Scientists exploring the biological basis of Parkinson's disease have made an important discovery, which provides new clues for the death of cells driving neurodegeneration associated with the disease This breakthrough helps explain why some neurons are vulnerable to this form of cell death and raises some new possibilities on how to prevent it.
One of the hallmarks of Parkinson's disease is the death of neurons that produce the neurotransmitter dopamine. As dopamine decreases, motor skills and other symptoms of the disease worsen, so designing ways to support its supply is a key priority for scientists in the field.
This may come from existing drugs, such as levodopa, which enters the brain and converts it into dopamine; Or electrical stimulation, which is an established treatment technology, is constantly improving. However, since the loss of neurons is irreversible, we also see scientists focus on the technology of replacing them with neurons cultivated by stem cells, and some therapies have recently entered the stage of human trials.
Scientists at MIT and Harvard's broad Institute are trying to solve this problem by trying to better understand the causes of neuronal death. Dopamine producing neurons lost in Parkinson's disease are located in a structure deep in the midbrain called substantia nigra, and scientists have been unable to understand the molecular features that make them particularly vulnerable to death.

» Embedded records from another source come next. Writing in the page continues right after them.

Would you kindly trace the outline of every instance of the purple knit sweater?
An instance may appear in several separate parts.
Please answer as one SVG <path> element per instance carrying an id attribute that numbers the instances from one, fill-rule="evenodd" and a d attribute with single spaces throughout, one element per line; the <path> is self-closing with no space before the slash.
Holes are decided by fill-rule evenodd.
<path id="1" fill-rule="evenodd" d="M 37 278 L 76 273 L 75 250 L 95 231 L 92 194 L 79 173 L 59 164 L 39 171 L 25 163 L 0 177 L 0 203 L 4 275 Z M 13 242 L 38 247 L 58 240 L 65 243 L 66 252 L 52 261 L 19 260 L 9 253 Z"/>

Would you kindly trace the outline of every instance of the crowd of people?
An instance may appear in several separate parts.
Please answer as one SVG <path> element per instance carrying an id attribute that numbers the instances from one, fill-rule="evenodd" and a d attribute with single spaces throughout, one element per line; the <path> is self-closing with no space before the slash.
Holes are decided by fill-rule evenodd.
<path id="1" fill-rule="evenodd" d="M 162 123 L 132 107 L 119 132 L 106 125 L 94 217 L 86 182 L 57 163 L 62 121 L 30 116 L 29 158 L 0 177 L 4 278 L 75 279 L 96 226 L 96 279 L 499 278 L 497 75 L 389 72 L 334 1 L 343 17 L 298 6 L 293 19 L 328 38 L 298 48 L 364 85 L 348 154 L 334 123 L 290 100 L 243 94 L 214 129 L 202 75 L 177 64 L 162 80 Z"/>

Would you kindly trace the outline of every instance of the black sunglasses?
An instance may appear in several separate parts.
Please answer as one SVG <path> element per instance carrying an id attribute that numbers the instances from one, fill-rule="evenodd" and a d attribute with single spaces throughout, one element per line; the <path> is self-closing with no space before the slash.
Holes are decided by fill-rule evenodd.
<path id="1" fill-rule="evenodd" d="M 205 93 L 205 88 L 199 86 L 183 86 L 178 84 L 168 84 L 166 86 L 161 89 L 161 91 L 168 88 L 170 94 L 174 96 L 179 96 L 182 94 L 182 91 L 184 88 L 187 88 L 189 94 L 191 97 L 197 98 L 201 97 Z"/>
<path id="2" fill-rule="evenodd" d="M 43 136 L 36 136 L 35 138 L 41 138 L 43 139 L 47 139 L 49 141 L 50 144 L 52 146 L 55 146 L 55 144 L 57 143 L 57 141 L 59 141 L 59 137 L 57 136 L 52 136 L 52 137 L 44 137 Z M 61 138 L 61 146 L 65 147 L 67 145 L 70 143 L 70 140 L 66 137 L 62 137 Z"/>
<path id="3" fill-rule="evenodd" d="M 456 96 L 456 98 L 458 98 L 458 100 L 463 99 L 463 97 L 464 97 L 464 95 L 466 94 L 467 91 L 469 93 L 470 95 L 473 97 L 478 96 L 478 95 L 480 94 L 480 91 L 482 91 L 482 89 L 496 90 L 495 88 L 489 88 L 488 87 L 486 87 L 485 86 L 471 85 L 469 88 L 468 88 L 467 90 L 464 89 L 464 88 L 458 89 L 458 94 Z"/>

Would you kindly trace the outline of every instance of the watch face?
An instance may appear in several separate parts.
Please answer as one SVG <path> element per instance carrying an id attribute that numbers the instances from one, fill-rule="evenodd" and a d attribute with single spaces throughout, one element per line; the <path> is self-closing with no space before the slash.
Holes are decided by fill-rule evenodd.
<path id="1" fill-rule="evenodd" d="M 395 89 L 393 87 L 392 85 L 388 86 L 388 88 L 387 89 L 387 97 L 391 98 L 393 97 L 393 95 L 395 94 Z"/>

The team's new study involves analyzing postmortem brain samples from patients with Parkinson's disease and healthy subjects and comparing their single-cell gene expression. This allowed them to identify different dopamine neurons in the human midbrain. Although previous studies have shown that there are two or three types, scientists have identified a total of 10 types. Among the 10 families, scientists identified a cell type that they described as particularly vulnerable, determined by the expression of certain transcription factors and a gene called AGTR1.
Macosko said: "Our results help explain a long-standing mystery about Parkinson's disease: why does this particular subset of dopamine cells die in the midbrain. These dying cells express more risk-related variants than other cell types and similar cells in people without Parkinson's disease. Therefore, human genetics plays a role in these cells, making them more vulnerable to cell death and other related dopamine Compared with neuronal subtypes, they have a low degree of death and do not express so many of these risk genes. "
This points out the specific mechanisms leading to cell death in Parkinson's disease, and these vulnerabilities together constitute a gene expression feature of high-risk neurons. This in turn lays the foundation for ongoing efforts to design dopamine producing neurons in the laboratory. Researchers have demonstrated the ability to grow these neurons from stem cells and even how they can restore damaged circuits in the midbrain and improve motor symptoms.
"There are many efforts to design dopamine neurons in Petri dishes for transplantation into patients with Parkinson's disease. What we report here is the actual gene expression characteristics of vulnerable neurons. This information will contribute to the efforts of these groups," macosko said
In addition, since these mechanisms have previously appeared in mouse studies, but not in human cells, this study also demonstrated a method to visualize disease characteristics in neurons of postmortem brain samples. This raises the prospect of not only transplanting engineered cells to produce dopamine, but also alternative therapies for the signaling pathways that lead to cell death.
"There are already some neuronal experimental gene therapy trials for Parkinson's disease, and this study highlights the specific cell types and pathways that these gene therapy efforts should focus on," macosko said
The study was published in Nature 》In the magazine.